Although a certain hubby would prefer his bride leave him out of her blog posts, I happen to know that she is also a woman who prides herself on utilizing forgiveness over permission. So, that said, I (not so humbly) apologize, hubby.

This is the twenty-third Valentines Day that hubby and I will celebrate together. We have had more Valentine’s Days together than apart. There is rarely the exchange of chocolate, only periodic giving of flowers, a rare dinner out on the 14th of February, not even many purchases of lingerie. There is always an “I love you” exchanged, always kissing (oups! I forgot to warm the kids not to read this one), and … well … you know, a sharing of affection 😉 And, all of this is very comfortable for us both, as I hate the exaggerated prices for the traditional gifts of this season, and hubby hates the pressure that the day applies to his creatively challenged mind.

After ALL these years, I would have to say that Valentine’s Day IS comfortable for us both. Our expectations of the day are the same as any day … we awake (and say good morning to each other), have coffee together (and ask about each others day), we work (and either text or email at least once to each other), our family has dinner together (and we each take joy in the family that we can share), we end the day (with a kiss … well, with AT LEAST a kiss 😉 ).

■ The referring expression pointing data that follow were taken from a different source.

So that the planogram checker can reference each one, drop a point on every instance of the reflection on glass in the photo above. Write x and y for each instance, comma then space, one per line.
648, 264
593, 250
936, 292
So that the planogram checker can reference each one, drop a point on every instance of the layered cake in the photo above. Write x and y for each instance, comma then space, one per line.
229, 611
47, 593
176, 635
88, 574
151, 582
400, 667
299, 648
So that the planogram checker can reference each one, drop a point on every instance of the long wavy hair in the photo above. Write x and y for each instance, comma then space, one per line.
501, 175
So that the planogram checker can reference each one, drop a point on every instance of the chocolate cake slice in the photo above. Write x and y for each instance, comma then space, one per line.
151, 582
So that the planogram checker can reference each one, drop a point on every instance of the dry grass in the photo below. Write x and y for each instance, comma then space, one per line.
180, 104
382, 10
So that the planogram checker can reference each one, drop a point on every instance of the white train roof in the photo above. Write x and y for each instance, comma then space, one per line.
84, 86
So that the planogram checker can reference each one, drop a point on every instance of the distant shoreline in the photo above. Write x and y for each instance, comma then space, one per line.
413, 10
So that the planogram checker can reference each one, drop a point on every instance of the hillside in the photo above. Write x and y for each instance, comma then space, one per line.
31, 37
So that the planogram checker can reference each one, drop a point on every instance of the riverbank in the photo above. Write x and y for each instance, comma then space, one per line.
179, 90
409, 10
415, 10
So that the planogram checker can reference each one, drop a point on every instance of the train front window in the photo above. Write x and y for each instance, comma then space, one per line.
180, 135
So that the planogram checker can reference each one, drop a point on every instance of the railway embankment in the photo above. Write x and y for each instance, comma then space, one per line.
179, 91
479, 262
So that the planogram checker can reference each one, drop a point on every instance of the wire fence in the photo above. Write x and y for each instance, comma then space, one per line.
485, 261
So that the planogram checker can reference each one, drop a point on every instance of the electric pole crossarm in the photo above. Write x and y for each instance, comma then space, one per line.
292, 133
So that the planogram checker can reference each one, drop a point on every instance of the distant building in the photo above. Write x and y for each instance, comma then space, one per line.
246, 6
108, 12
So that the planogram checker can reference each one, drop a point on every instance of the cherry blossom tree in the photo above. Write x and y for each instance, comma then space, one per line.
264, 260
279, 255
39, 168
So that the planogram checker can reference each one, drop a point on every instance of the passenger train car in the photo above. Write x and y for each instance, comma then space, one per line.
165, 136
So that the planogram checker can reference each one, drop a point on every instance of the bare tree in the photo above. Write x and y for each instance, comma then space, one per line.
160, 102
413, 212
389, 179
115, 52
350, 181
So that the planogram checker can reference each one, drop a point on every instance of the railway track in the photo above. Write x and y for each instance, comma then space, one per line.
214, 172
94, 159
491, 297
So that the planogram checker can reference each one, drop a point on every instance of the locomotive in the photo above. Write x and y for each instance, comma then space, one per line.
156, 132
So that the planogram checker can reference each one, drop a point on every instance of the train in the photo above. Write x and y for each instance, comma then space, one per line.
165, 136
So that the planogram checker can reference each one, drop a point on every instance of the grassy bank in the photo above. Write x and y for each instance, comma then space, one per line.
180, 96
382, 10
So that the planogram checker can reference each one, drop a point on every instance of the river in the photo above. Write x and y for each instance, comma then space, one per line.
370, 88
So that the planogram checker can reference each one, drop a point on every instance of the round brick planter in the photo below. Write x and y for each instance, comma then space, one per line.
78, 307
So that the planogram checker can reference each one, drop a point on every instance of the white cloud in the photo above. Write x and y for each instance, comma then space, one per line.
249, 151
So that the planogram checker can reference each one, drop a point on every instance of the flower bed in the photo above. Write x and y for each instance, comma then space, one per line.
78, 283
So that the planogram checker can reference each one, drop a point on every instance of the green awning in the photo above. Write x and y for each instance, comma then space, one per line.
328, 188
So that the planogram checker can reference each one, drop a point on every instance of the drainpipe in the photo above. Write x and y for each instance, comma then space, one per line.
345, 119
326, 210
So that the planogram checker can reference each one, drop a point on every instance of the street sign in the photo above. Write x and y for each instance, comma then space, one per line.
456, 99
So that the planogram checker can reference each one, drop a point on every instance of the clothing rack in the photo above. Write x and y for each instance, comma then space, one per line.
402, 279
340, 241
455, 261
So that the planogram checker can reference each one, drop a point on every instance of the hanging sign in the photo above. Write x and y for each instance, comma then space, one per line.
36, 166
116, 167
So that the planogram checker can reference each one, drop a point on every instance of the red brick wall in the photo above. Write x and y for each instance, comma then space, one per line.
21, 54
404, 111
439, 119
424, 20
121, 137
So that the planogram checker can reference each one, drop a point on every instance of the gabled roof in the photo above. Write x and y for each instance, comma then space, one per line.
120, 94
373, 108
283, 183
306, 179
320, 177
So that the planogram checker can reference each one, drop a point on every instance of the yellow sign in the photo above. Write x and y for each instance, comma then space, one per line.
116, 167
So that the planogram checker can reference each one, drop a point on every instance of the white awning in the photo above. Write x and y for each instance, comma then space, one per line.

If this were our last Valentine’s Day together, it is the ‘together’ that we would each miss most the following Valentine’s Day, and every day that follows our last day together. It is not flowers, or diamonds, or tickets to that ‘thing’ he (or she) wants to go to, or chocolate even, it is the TOGETHER that we would most yearn for.

Together is priceless, it cannot be duplicated, and it can only be achieved by the two who are one.

I was (tearfully) reminded of this reality recently as I read a friends cheerful post to wish her hubby : “happy birthday to the love of my life…the BIG 50!!!! What a day.” Her husband is suffering with cancer, and, without a divine miracle (and I do believe in divine miracles, as does she and her family) this will be the last birthday that they will share together … the last Valentine’s Day that they will share. I can confidently say that she will not be expecting flowers or chocolate. I do expect that she and he will look into each others eyes and share, without words even, the look of committed love that spans a life of love, and struggle, and children, and marriages, and awakening each day … together.

Being saddled with someone CAN leave you chafed, but it is the long term scarring of being so close together that creates love scars that we cherish the most.